Gadolinium-based contrast agents have been linked to the development of nephrogenic systemic fibrosis (NSF) or nephrogenic fibrosing dermopathy (NFD). For more information, see the eMedicine topic Nephrogenic Systemic Fibrosis. The disease has occurred in patients with moderate to end-stage renal disease after being given a gadolinium-based contrast agent to enhance MRI or MRA scans. NSF/NFD is a debilitating and sometimes fatal disease. Characteristics include red or dark patches on the skin; burning, itching, swelling, hardening, and tightening of the skin; yellow spots on the whites of the eyes; joint stiffness with trouble moving or straightening the arms, hands, legs, or feet; pain deep in the hip bones or ribs; and muscle weakness. For more information, see the FDA Public Health Advisory or Medscape.

The role of radioisotopic studies is to detect osteomyelitis in a neuropathic joint. ^[18] Three-phase phosphate scintigraphy has a high sensitivity (85%) but a low specificity (55%) because of bone remodeling of other causes. Studies using uptake of the gallium-67 (⁶⁷Ga) citrate have a high false-positive rate. Scanning using indium-111 (¹¹¹In)–labeled leukocytes has the highest sensitivity (87%) and specificity (81%) for detecting osteomyelitis in a neuropathic foot. The role of positron emission tomography (PET) scanning with fluorodeoxyglucose (FDG) is promising. ^[19]

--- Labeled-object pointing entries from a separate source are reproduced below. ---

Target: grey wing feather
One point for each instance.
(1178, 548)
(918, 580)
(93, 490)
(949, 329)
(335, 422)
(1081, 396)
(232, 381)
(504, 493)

One study has shown a valuable role of FDG-PET scanning in the setting of neuroarthropathic arthropathy (Charcot joint) by reliably differentiating it from osteomyelitis, both in general and when foot ulcer is present. ^[20] In diabetic patients in the setting of concomitant foot ulcer, FDG-PET scanning accurately ruled out osteomyelitis. Basu and associates estimated a 100% sensitivity and 93.8% accuracy of FDG-PET scanning in the diagnosis of Charcot foot; by contrast, MRI had a sensitivity of 76.9% and an accuracy of 75%. ^[20]

The incidence of false-positive results is increased because of coexisting bone remodeling.